A software R package for identification of dysfunctional subpathways driven by somatic Copy Number Alterations
A computing tool is developed to identify dysfunctional subpathways driven by somatic copy number alterations (CNAs) in cancer through integrating multi-omics data, pathway topology information, and subpathway crosstalk network.

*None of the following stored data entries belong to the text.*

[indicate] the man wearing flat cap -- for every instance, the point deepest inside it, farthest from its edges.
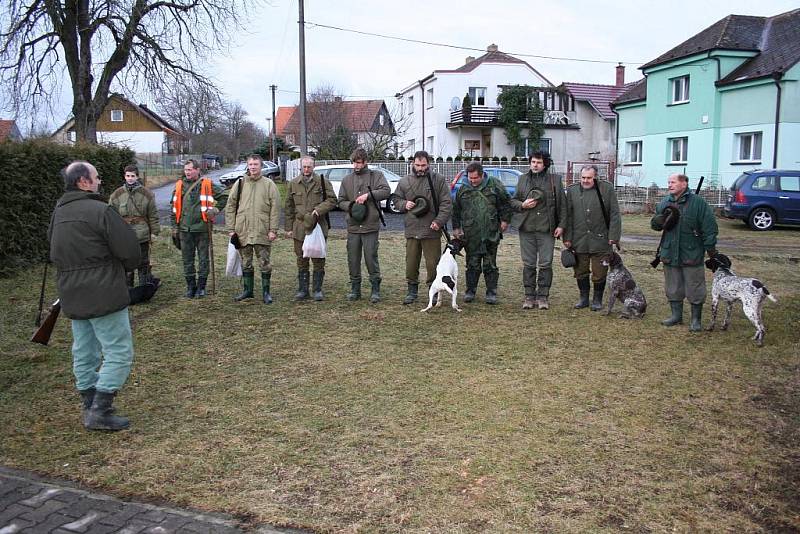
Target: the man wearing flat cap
(424, 197)
(309, 198)
(689, 228)
(360, 196)
(253, 216)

The operation modes including: i) discretize the CNAs profile based on the CNAs status to a binary matrix. ii) evaluation the gene differentially expressed level between CNA labels. iii) construct a weighted subpathway crosstalk network, calculate the centrality scores of subpathways by a random walk algorithm and a bootstrap-based randomization method is used to identify statistical significance dysregulated subpathways driven by CNAs in cancer.
Installation method:
1. library(devtools);
install_github("hanjunwei-lab/CNA2Subpathway", build_vignettes = TRUE)
2. ##install dependency package "discover"(https://github.com/NKI-CCB/DISCOVER.git)
options(repos=c(getOption("repos"), "http://ccb.nki.nl/software/discover/repos/r"));
install.packages("discover");
3. install.packages("CNA2Subpathway")
Use:
library(CNA2Subpathway)
Sheng Y, Jiang Y, Yang Y, Li X, Qiu J, Wu J, Cheng L, Han J. CNA2Subpathway: identification of dysregulated subpathway driven by copy number alterations in cancer. Brief Bioinform. 2021 Jan 11:bbaa413. doi: 10.1093/bib/bbaa413. Epub ahead of print. PMID: 33423051.